To this day, Jesus’ message is often clouded in hazy clouds of greed, power, and domination and the roots of this are plain: we are humans.  Humans have fully the power to wield the staves of peace or the swords of war.  Humans are responsible for the writings contained within the Bible as well, which, if you follow my logic, means that the Bible can be and is quite fallible.  I know that many Christians believe in the follied notion that the Bible is the infallible word of God, which, scientifically and historically speaking really isn’t.  But, I do believe that the Bible can be the word of God (note the missing word, infallibility) especially if you believe, as I do, that we humans and the world (i.e. the universe) with which we coexist are the entirety of God’s expression.  Understanding this, then whatever we do for ill or good is an expression of God.

Taking Jesus’ life into consideration brings a more human view of the the human itself.  Jesus’ presence during the early days of the Roman empire spoke antithetically to the greed and gluttony of imperialism.  In the eyes of the empire, Jesus was an activist for the rights of the poor (social justice), a prophetic figure that railed against the worship of riches and goods (idolatry), and a proponent of pacifism (anti-war), all of which are the evil step-children born of imperialistic myopia.  This begs the question, how can Christians who support President Bush even consider themselves as such when the accounts of Jesus’ life seem to counter the actions of America’s president?

I just read an excellent article concerning this entitled Pharisee Nation, written by Father John Dear.  The article caught my interest immediately with the following opening:

Last September, I spoke to some 2,000 students during their annual lecture at a Baptist college in Pennsylvania. After a short prayer service for peace centered on the Beatitudes, I took the stage and got right to the point. “Now let me get this straight,” I said. “Jesus says, ‘Blessed are the peacemakers,’ which means he does not say, ‘Blessed are the warmakers,’ which means, the warmakers are not blessed, which means warmakers are cursed, which means, if you want to follow the nonviolent Jesus you have to work for peace, which means, we all have to resist this horrific, evil war on the people of Iraq.”

With that, the place exploded, and 500 students stormed out.

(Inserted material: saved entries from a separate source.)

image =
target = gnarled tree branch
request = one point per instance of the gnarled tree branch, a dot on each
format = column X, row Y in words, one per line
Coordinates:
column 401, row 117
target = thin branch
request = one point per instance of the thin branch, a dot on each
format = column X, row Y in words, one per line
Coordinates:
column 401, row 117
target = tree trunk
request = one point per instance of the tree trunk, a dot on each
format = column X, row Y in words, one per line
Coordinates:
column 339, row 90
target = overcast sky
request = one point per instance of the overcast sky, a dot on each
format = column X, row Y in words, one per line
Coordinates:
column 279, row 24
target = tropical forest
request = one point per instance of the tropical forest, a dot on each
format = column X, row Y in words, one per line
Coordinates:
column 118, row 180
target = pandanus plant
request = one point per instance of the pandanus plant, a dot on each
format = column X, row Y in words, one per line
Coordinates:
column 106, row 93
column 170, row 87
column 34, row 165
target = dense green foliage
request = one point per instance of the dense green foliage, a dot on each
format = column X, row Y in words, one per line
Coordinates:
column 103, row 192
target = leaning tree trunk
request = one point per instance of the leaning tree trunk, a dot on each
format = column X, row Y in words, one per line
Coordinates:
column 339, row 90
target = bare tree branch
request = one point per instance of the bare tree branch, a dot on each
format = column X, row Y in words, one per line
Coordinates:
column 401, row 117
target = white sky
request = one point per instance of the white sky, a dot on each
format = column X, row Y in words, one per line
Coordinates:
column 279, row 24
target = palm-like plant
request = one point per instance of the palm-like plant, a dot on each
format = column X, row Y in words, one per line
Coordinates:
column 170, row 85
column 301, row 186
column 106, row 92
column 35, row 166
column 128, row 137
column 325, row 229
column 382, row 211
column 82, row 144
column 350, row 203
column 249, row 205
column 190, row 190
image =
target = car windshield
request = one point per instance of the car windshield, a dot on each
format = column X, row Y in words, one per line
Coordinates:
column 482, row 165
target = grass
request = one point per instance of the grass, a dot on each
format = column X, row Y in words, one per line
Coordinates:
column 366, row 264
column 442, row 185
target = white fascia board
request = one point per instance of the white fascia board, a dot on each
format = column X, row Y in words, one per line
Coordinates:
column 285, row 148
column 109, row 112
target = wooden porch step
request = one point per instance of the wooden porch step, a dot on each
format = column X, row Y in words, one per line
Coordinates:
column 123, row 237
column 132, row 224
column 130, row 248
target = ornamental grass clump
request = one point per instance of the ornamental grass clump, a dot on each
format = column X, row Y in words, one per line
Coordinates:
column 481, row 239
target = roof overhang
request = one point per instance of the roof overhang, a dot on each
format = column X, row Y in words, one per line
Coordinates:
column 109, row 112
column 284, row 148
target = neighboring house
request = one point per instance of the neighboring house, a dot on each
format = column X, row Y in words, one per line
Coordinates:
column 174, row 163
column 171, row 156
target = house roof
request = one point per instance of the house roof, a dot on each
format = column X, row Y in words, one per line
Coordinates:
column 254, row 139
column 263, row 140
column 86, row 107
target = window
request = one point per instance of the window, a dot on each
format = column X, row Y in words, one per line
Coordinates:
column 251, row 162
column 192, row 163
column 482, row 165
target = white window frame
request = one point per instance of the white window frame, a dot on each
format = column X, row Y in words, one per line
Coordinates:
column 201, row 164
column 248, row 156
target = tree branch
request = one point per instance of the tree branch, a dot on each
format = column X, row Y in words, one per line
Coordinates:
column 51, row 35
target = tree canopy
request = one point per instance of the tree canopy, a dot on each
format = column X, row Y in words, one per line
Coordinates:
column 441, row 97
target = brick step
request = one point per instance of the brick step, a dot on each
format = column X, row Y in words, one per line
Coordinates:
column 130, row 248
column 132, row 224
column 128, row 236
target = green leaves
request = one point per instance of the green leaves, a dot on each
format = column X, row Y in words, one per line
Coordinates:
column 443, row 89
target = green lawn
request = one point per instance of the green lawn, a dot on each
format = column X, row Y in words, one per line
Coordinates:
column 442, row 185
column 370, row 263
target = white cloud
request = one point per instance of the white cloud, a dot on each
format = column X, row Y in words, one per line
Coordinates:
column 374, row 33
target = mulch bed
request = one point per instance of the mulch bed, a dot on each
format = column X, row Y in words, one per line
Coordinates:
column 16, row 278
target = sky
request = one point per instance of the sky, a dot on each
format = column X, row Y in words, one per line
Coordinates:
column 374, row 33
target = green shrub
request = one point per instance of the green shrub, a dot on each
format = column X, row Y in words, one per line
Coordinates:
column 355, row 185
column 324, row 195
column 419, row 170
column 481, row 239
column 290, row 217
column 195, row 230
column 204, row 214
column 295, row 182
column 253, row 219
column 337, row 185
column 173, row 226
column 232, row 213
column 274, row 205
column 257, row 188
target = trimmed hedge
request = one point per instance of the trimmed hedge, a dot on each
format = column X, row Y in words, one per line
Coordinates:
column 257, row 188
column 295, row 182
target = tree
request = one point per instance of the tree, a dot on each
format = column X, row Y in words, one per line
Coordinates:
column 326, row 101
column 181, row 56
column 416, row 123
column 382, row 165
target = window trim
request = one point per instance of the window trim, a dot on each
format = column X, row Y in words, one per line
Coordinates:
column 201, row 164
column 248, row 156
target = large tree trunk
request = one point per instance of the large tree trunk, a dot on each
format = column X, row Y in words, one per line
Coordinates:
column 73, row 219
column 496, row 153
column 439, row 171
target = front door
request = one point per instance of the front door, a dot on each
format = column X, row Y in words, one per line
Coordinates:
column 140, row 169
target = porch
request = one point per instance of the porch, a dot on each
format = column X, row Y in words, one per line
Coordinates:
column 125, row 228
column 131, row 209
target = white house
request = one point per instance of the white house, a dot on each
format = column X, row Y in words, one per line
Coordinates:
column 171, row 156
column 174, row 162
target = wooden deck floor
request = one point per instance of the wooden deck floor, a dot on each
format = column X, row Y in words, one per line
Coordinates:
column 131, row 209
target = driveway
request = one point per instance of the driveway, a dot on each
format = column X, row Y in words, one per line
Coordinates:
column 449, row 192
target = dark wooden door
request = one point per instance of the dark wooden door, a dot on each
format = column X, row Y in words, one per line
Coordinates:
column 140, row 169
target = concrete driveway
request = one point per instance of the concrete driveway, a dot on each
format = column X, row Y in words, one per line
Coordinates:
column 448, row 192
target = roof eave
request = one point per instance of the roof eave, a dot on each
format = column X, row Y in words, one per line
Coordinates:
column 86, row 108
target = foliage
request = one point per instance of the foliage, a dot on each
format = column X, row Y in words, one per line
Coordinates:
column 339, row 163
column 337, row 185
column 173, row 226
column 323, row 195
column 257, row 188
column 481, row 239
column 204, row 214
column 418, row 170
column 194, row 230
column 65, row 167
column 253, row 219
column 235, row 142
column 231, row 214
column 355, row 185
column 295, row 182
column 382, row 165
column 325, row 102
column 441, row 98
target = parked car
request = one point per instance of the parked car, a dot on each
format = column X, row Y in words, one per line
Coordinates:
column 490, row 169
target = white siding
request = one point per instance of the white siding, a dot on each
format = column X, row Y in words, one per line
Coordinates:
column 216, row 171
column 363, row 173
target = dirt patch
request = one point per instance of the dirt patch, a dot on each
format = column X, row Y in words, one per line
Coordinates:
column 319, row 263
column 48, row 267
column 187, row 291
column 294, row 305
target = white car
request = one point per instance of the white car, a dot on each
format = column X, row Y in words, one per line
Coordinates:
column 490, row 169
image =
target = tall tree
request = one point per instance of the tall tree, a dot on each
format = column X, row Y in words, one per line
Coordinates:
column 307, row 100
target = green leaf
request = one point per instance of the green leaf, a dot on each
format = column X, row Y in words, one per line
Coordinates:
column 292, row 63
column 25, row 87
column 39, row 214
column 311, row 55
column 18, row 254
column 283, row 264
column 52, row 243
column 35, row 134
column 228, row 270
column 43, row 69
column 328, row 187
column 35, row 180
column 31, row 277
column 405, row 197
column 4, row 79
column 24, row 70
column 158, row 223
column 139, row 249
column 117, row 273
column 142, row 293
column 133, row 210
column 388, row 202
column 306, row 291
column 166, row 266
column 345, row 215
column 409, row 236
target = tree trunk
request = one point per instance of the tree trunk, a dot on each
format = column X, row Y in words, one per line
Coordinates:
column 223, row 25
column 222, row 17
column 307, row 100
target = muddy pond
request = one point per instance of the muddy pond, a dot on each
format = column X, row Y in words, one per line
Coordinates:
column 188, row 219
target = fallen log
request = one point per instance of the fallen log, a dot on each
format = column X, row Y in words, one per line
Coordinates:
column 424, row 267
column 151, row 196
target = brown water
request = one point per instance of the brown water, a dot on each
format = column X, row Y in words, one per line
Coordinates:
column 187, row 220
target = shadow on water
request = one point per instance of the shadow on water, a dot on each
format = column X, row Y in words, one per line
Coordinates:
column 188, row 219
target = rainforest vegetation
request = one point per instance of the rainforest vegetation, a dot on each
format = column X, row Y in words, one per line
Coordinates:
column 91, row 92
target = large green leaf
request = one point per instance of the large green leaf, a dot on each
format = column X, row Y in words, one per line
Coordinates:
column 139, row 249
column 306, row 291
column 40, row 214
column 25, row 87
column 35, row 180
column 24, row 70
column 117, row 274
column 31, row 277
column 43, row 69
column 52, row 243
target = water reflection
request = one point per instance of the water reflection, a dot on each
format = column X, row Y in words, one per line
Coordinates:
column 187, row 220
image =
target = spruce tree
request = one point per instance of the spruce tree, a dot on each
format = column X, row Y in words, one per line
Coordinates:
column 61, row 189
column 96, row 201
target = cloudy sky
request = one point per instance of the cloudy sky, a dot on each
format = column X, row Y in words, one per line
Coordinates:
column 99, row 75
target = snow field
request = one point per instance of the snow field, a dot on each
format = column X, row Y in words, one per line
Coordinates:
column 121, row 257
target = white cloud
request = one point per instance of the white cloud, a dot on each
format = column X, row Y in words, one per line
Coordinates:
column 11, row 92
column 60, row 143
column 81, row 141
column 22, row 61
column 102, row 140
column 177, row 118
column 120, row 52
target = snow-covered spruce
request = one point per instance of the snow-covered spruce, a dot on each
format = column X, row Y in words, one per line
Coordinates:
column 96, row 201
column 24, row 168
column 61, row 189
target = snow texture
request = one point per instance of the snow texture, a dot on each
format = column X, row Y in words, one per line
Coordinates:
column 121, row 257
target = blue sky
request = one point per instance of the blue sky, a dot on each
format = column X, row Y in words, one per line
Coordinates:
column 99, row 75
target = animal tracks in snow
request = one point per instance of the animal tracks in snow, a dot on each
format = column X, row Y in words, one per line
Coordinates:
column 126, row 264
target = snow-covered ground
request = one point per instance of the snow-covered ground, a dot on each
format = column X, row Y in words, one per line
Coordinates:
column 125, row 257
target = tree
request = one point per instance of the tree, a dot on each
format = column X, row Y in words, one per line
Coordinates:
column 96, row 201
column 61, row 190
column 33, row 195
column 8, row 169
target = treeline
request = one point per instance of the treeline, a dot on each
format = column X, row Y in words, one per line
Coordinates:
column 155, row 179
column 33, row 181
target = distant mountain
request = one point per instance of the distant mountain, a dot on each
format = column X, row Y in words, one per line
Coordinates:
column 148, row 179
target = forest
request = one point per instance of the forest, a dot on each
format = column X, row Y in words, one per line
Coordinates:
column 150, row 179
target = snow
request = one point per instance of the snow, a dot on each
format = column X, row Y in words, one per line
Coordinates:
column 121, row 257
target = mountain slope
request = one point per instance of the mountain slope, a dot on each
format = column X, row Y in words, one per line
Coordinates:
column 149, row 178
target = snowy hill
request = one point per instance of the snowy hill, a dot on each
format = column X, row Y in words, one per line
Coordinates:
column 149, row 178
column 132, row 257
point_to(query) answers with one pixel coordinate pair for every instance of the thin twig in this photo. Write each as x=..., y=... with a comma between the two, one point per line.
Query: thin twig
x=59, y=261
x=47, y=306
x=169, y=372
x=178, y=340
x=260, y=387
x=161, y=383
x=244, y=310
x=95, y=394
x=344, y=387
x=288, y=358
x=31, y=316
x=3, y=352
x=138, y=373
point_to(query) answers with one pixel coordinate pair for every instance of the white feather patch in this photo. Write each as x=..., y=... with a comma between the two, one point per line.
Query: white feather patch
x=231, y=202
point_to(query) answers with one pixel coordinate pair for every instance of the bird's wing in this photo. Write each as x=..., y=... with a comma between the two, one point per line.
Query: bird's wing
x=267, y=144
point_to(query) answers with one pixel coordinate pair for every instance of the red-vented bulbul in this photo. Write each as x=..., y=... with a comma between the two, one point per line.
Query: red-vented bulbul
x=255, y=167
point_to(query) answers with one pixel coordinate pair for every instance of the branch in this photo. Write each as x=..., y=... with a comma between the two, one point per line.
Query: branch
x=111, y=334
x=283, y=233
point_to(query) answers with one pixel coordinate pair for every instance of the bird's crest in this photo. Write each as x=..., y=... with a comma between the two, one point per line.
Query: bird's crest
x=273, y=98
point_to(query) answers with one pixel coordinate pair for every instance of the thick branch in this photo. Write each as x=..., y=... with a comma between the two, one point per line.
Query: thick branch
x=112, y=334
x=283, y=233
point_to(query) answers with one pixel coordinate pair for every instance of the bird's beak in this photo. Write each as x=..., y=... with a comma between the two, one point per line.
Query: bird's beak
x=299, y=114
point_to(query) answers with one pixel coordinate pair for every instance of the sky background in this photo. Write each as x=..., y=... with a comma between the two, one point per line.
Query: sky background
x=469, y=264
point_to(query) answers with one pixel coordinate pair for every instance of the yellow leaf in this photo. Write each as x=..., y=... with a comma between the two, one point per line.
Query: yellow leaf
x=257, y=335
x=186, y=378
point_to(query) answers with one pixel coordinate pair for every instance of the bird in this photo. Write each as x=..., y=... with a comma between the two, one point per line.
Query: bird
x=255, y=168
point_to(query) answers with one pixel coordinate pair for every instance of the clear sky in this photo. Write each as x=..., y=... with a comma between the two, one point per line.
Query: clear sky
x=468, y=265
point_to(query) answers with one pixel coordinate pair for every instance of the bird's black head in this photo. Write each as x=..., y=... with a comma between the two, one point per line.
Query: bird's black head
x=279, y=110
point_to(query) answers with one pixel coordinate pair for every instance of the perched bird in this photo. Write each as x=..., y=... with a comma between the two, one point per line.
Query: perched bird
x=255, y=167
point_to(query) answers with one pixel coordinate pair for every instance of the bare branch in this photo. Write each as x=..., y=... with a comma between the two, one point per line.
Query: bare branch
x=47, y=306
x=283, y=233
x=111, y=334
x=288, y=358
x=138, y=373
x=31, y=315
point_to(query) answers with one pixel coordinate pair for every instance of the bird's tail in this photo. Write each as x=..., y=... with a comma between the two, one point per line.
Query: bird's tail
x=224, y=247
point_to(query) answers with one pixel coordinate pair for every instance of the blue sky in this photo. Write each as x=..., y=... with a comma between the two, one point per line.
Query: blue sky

The rest of them then started chanting, “Bush! Bush! Bush!”

So much for my speech. Not to mention the Beatitudes.

This is a sickening example of idolatry over Christianity.  I could hardly believe that students of Christianity would with such fervor blatantly reject the basic teachings of Jesus in worship of a president that embodies none of what Jesus calls us to do as Christians.  More:

We have become a culture of Pharisees. Instead of practicing an authentic spirituality of compassion, nonviolence, love and peace, we as a collective people have become self-righteous, arrogant, powerful, murderous hypocrites who dominate and kill others in the name of God. The Pharisees supported the brutal Roman rulers and soldiers, and lived off the comforts of the empire by running an elaborate banking system which charged an exorbitant fee for ordinary people just to worship God in the Temple. Since they taught that God was present only in the Temple, they were able to control the entire population. If anyone opposed their power or violated their law, the Pharisees could kill them on the spot, even in the holy sanctuary.

Most North American Christians are now becoming more and more like these hypocritical Pharisees. We side with the rulers, the bankers, and the corporate millionaires and billionaires. We run the Pentagon, bless the bombing raids, support executions, make nuclear weapons and seek global domination for America as if that was what the nonviolent Jesus wants. And we dismiss anyone who disagrees with us.

We have become a mean, vicious people, what the bible calls “stiff-necked people.” And we do it all with the mistaken belief that we have the blessing of God.

It may seem that I harp on this aspect of bastardized Christianity and I would agree that I do.  It needs to be done.  We have had these very un-Christian ideas hammered into our Christian heads for so long that those of us that thought we were Christians no longer decided to affiliate ourselves.  We, indeed, as John Shelby Spong puts it, have been in exile.  But, life works as a pendulum and the waves have made an about face with the tide.  Reason, humanism, spirituality, and Jesus can and do coexist peacefully and this is the message that needs a good heaping spoon of evangelism.